If you were looking for policy regulations of the freshly minted candidate, you heard nothing new. Put it this way, if you were at a party where you had to drink a shot of whiskey every time DeSantis uttered the word “wake,” you became desensitized within ten or twenty minutes. If the drinking game included a shot when DeSantis took a shot at “the old media,” you might have had your stomach pumped.

Aside from that, it was a festival of cynical lies and gross hypocrisy uttered by DeSantis.

For example, he spoke out in favor of freedom of expression and open debate. “People need to be exposed to different viewpoints,” he said. “You can’t have a free society unless we have the freedom to debate the most important issues that affect our civilization.”

This is the man who fought a fierce battle with Walt Disney Co. because Disney had spoken out against its “Don’t Say Gay” law, which stifled the teaching of gender issues in schools.

Column: A look into the dystopian abyss of President DeSantis’ America

When Sacks prepped him with a question about the battle with Disney, DeSantis responded, “We believe it’s wrong to disturb gender ideology in elementary school; Disney was clearly in favor of injecting gender ideology into elementary school.” He added that Disney’s “corporate culture had really been exposed as an attempt to inject sex issues into youth programming.” You don’t have to be a fan of it

walt

disney

co

to see that as silly nonsense.

DeSantis also dismissed accusations that Florida is a hotbed of book bans as “a hoax”. All his administration has done, he said, has been “to allow parents to review the curriculum, to know what books are being used in school.” That’s one way to look at it.

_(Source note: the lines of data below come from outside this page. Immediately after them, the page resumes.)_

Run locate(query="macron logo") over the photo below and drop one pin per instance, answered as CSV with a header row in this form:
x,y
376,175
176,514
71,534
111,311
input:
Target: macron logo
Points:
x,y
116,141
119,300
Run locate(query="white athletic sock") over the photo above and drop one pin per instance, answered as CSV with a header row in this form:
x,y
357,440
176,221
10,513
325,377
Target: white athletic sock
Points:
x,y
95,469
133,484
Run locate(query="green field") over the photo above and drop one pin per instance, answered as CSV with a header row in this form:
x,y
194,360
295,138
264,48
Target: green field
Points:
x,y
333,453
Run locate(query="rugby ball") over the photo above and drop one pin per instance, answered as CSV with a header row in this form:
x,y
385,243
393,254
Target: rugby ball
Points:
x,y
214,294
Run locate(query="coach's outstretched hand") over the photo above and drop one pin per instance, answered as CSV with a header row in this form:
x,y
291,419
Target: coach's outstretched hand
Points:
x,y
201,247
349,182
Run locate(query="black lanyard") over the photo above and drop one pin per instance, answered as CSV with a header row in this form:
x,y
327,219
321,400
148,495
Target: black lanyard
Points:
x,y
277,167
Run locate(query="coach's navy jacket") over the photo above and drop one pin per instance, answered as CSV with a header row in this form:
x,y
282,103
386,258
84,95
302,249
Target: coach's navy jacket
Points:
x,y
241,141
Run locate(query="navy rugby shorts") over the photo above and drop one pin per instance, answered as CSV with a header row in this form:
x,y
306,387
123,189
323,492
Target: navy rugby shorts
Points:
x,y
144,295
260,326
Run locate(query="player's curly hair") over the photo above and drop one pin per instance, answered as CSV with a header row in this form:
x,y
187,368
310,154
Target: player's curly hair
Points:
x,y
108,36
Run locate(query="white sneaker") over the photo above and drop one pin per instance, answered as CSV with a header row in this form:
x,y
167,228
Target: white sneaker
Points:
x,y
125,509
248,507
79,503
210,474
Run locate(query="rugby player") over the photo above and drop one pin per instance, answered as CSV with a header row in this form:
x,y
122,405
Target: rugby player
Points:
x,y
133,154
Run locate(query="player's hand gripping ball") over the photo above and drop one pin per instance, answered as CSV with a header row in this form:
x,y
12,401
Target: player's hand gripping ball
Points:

The right way is to see that he has empowered a small cadre of reactionary activists to force books they dislike from the shelves of Florida schools. As the Washington Post reported Wednesday, the majority of complaints about textbooks nationwide come from just 11 complainants. Florida ranks second among states in the number of textbook challenges, after Texas.

By the way, one of the Republican mushrooms DeSantis has appointed to the board created to oversee Disney’s development district (as part of his retaliation against the company) is Bridget Ziegler, co-founder of the right-wing censorship-happy organization Moms for Liberty.

When Bhattacharya came online, DeSantis took the opportunity to brag about his success against the COVID pandemic. The truth is that Florida’s record is one of abject, deadly failure. Florida’s COVID death rate of 411 per 100,000 residents is the 10th worst in the country. DeSantis has appointed Bhattacharya to a state panel examining federal COVID policies.

DeSantis claimed to have based his COVID policy on his determination to “look at the data… There was a concerted effort to quell dissent”. This can only be interpreted as a kind of

a

joke. DeSantis installed a COVID cracker, Joseph Ladapo, as Florida’s surgeon general.

Ladapo has promoted useless anti-COVID drugs such as ivermectin and advised against the COVID vaccines. “Looking at the data”? As the Tampa Bay Times has reported, based on official state documents, Ladapo deliberately deleted data from an official state report on the vaccines that contradicted its claim that the vaccines were unsafe for young men; studies even show that the vaccines are much safer for them than infection with the virus.

The event concluded with a hymn from Musk and DeSantis

to for

cryptocurrency, which amounts to tricking innocent small investors into burning their nest eggs in a scam.

“We should do it again,” DeSantis said as the feed closed. “We’ll make sure we come back and do it again. This is a great platform.”